One more example of a company Vinod Khosla talks about – and has invested in – is Ginger.io, which was founded by data scientists from MIT.

They have a smartphone app that monitors your behaviour – how many calls you make, whether you’re travelling or not, and so on. They don’t monitor your private conversations, photos or other private material on your phone, but look at the patterns of behaviour.

Based on this, they help doctors, insurance companies, and others anticipate when people are not doing well and contact them proactively. They see big opportunities to help psychologists in particular with depression and other mental health issues.

ginger-io

These innovations are transforming healthcare.

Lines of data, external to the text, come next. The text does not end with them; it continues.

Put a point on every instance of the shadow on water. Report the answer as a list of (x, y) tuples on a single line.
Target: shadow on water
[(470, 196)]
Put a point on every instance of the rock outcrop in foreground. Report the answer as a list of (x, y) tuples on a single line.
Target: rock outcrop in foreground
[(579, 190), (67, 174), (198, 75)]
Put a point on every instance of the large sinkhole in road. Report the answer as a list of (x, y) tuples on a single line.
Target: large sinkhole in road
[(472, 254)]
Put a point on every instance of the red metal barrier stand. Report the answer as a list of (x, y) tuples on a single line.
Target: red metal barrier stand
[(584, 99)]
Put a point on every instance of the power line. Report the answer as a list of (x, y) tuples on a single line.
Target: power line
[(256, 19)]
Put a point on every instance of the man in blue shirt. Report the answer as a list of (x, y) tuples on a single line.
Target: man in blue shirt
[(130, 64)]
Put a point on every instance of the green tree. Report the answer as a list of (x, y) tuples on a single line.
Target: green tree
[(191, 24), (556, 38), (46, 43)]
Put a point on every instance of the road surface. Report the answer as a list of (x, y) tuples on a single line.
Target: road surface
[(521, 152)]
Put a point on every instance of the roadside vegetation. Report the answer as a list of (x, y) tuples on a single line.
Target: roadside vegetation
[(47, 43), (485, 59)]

Vinod Khosla is bullish about its future (and he’s putting large amounts of money where his mouth is). He explains why:

“It takes 10 to 15 years to develop a drug and actually be in the marketplace, with an incredibly high failure rate …. Digital health often has fewer safety effects, and iterations can happen in 2- to 3-year cycles, [so] the rate of innovation goes up substantially.”

We all like to think we’re unique in the way we behave, interact with others, and look after our bodies. But we’re more alike than we think. And smart software programmed by smart developers is using that to improve our health – now and in the future.